Crushed

After reading your post I have to agree with how WAS is feeling about infedility and affair. I think that you are right. When my H decided that he was no longer in love with me and that he was unhappy the natural thing for him to do was move on...in his mind. But for the betrayed spouse it is hard to fatham that there are no more feelings between the two. I still believe that no matter how unhappy you think you are in a relationship it doesnt justify cheating. If you are unhappy then do something about it, then once seperated or divorced then you are free to seek outside R, but until then it is still wrong. I can see how the S might view it otherwise tho. I have told my H that I dont blame him for having feelings for someone else, I think sometimes people can fall prey to someone else boosting their ego, etc, but I do blame him for not stopping it while he is supposedly trying to work things out with me. I am toying with D, because I just dont see H ever stopping R with his OW. But I am lost and confused and am not sure of what I feel anymore.

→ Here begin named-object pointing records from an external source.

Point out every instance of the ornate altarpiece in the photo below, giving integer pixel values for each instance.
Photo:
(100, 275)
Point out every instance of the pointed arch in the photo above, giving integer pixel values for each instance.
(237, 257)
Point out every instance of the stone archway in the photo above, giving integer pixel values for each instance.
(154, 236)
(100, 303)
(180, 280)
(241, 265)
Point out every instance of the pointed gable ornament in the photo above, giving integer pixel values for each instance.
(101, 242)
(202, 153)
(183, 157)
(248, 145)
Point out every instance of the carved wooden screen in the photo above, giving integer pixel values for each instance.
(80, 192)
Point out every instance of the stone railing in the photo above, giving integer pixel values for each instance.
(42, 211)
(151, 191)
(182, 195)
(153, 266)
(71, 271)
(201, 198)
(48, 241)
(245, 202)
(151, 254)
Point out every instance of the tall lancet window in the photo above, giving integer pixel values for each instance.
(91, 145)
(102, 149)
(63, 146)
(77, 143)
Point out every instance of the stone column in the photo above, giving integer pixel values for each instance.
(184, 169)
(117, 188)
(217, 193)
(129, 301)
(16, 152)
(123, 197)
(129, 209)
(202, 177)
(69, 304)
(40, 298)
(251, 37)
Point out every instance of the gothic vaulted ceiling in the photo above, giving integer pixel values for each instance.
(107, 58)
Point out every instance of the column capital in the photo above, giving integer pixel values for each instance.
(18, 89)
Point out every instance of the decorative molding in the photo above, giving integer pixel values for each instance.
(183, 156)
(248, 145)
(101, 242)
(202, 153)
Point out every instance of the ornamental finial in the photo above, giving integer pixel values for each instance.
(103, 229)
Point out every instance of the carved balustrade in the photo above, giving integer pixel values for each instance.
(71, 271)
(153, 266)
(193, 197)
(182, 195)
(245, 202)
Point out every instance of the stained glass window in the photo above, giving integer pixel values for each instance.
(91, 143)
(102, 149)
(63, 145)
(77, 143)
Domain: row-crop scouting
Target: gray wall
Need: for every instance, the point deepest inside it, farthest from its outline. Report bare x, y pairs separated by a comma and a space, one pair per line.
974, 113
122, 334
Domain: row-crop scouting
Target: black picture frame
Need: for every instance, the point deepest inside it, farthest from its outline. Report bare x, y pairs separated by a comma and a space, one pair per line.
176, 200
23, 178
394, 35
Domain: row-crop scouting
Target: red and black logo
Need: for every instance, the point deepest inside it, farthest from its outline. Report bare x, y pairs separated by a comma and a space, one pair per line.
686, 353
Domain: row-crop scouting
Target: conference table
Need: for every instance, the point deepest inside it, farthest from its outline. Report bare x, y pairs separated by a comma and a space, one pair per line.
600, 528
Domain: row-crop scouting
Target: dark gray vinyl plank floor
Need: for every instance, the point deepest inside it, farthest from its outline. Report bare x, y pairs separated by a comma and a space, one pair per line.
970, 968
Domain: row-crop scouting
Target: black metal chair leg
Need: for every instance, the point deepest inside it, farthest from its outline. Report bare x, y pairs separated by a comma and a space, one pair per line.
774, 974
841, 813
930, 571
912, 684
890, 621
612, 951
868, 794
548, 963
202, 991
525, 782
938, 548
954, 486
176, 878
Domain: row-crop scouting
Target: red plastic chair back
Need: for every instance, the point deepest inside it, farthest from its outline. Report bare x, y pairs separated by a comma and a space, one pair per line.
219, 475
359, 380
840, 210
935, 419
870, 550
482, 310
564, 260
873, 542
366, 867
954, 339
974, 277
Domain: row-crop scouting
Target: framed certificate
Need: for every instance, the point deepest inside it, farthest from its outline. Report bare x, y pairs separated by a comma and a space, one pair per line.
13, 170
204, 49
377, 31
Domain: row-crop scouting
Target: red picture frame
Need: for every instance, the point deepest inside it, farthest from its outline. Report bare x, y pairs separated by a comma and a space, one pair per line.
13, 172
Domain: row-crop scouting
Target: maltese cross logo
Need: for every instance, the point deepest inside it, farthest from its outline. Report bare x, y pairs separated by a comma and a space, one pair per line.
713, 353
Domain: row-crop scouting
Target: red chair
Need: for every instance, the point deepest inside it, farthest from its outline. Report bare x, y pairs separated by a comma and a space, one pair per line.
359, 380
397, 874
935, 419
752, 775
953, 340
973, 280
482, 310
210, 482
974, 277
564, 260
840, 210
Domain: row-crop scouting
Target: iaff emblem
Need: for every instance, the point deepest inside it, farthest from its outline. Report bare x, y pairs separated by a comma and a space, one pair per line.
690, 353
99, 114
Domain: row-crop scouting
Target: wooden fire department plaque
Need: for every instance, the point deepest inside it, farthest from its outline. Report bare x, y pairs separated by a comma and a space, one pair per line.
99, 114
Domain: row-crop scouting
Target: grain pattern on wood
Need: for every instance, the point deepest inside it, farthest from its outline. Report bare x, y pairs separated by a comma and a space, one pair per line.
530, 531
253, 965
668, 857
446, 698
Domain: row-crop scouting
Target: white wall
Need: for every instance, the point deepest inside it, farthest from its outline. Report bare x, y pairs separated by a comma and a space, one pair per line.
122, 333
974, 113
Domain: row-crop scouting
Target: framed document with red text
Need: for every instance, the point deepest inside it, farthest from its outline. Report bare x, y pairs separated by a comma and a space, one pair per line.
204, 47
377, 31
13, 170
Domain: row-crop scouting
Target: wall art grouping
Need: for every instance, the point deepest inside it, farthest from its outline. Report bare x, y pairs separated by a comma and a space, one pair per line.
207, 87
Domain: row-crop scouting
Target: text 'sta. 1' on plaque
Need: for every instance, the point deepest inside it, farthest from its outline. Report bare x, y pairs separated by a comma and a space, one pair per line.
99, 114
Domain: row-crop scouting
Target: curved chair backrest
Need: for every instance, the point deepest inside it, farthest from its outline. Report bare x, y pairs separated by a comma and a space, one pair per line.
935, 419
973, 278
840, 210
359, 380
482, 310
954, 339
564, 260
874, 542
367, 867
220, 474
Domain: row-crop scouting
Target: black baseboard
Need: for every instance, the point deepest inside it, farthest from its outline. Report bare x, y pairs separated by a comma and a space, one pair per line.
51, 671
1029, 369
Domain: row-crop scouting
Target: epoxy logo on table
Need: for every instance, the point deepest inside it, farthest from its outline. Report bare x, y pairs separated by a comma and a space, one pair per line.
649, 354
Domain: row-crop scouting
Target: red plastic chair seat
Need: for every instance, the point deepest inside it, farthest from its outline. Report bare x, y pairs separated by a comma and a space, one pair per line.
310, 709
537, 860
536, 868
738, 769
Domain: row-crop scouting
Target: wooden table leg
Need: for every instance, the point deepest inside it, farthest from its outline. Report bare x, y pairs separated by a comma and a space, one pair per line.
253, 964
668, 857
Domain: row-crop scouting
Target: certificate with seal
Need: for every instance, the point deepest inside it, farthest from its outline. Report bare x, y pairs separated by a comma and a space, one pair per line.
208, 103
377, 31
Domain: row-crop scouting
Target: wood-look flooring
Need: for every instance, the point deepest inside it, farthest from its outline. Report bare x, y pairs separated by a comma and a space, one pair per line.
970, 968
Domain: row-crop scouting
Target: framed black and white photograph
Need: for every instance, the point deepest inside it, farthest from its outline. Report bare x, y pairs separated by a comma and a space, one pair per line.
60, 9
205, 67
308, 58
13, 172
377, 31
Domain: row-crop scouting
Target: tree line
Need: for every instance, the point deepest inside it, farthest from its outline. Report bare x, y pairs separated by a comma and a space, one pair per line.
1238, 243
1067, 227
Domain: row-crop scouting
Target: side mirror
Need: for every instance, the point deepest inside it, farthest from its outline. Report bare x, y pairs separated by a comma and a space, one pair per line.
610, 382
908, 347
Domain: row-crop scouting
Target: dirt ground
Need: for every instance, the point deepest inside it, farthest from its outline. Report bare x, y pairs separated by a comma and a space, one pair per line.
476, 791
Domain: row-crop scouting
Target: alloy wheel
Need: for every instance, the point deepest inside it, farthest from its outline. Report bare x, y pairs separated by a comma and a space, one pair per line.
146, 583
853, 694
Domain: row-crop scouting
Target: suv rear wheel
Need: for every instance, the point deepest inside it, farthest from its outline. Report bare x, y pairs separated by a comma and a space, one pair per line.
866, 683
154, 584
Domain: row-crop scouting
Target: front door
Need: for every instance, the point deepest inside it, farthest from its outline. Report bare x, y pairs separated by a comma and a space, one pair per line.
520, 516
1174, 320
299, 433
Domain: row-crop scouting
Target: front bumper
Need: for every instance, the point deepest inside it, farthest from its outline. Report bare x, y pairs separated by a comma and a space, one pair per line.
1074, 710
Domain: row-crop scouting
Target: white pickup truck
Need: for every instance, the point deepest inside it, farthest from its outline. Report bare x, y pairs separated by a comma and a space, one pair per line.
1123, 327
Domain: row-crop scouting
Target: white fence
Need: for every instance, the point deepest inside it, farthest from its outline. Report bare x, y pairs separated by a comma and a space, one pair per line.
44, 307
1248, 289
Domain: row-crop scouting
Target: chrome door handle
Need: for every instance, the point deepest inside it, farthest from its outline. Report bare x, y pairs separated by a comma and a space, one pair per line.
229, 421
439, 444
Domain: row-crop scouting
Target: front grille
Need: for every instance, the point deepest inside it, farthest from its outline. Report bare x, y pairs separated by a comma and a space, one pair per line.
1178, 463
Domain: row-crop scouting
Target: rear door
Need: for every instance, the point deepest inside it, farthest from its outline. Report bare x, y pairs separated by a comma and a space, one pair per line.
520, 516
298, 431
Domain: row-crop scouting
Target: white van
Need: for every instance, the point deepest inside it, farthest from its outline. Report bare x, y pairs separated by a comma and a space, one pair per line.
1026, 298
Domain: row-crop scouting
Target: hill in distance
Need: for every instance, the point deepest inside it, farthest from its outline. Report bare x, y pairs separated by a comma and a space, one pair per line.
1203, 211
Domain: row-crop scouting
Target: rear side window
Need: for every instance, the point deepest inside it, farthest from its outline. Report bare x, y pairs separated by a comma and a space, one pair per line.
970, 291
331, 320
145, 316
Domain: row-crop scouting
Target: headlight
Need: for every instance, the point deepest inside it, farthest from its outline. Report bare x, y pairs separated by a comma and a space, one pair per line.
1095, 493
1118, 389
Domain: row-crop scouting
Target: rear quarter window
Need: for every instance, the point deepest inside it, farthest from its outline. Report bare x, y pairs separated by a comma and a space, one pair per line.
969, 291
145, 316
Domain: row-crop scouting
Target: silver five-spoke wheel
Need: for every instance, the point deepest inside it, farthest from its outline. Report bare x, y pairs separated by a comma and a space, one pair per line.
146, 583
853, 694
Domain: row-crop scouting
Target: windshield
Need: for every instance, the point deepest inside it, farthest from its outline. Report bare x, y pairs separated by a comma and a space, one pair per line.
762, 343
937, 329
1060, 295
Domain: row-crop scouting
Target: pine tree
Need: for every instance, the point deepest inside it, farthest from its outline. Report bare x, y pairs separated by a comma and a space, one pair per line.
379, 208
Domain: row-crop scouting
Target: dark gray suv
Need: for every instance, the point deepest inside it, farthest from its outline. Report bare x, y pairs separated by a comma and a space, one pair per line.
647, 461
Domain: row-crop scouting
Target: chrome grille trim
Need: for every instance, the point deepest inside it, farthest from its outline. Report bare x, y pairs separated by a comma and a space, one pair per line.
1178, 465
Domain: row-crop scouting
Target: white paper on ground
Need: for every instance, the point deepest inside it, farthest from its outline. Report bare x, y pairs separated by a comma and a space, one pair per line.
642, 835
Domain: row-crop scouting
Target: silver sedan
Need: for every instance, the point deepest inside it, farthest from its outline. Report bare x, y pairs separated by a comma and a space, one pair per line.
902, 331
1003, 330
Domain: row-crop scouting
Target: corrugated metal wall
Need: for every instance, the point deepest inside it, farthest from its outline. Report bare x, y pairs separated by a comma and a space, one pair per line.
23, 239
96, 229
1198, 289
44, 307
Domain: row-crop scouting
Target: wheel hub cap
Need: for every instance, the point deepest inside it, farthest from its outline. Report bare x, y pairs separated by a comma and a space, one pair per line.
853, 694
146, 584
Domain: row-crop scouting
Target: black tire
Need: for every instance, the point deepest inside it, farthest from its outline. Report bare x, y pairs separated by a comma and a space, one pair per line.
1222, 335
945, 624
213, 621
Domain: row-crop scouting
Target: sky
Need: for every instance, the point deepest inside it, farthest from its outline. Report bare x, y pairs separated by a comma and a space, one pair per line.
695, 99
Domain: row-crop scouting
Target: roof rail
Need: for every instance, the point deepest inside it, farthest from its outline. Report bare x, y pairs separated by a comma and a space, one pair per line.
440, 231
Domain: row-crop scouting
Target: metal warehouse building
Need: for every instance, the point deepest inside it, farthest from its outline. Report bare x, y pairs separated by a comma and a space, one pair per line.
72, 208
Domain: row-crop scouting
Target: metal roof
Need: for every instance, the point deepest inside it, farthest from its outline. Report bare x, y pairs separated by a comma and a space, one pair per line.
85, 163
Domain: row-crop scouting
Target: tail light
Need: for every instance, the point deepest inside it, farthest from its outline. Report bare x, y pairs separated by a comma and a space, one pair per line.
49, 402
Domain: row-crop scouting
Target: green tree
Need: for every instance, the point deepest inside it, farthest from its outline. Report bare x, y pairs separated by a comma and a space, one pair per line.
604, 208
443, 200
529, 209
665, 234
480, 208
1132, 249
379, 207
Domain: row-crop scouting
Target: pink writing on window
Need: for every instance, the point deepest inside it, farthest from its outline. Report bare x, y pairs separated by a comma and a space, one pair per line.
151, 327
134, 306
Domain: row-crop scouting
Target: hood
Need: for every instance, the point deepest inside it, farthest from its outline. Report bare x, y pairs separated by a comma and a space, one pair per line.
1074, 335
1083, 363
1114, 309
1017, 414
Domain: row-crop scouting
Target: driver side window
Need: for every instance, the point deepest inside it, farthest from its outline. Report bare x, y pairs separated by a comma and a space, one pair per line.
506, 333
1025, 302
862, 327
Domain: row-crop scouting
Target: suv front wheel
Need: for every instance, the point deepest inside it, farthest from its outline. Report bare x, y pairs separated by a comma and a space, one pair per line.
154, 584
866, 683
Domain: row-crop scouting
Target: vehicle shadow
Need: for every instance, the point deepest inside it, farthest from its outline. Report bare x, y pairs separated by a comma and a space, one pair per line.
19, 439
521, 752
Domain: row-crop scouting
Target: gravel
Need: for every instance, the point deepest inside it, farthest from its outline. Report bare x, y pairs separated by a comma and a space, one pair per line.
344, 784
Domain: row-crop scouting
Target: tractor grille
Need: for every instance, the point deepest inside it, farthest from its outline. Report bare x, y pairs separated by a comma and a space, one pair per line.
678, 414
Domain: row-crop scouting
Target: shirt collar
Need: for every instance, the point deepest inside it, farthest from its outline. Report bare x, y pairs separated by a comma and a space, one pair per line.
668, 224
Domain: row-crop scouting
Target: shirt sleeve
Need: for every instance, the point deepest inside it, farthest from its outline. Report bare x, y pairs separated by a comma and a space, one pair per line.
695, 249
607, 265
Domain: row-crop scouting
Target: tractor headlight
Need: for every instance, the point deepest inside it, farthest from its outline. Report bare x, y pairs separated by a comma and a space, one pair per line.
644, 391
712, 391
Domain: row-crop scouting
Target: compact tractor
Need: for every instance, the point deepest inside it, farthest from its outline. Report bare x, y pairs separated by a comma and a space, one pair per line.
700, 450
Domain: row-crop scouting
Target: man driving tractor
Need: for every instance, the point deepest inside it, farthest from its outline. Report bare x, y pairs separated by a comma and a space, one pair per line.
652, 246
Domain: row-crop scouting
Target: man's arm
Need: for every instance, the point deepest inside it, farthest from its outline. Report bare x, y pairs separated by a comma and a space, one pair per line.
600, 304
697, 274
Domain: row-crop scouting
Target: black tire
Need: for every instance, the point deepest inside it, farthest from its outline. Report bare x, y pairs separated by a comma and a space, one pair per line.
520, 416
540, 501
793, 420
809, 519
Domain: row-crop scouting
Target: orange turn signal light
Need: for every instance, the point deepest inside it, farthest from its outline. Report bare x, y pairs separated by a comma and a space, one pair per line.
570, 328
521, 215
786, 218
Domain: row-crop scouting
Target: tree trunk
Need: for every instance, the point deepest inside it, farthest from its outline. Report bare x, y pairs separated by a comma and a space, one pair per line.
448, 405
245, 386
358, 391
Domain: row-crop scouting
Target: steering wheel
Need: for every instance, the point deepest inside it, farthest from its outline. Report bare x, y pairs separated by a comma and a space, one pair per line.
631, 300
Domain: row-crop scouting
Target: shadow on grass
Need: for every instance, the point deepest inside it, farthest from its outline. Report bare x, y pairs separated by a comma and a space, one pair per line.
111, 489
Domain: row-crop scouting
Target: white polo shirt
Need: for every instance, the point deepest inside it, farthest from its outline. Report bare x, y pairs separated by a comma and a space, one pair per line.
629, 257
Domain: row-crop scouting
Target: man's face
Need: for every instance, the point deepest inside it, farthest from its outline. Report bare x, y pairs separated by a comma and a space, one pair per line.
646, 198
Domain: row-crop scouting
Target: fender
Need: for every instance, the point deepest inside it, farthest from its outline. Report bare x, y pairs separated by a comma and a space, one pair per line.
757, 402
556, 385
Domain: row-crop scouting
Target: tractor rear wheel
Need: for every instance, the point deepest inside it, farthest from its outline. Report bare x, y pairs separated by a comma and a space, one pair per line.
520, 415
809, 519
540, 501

Trying to make the best of the situation while H is at home with me but is getting very hard. I am not allowed to talk about how I feel, say my opinion on what is going on or question him about OW without him getting mad and threatening divorce. So my answer to him now is, Please get the divorce and let me go, because you are holding on to me and not letting me move on. But he still doesnt do it. I just dont get it!

Has your H pursued the D? Are any papers filed? Do you still live with him (I apologize I dont remember).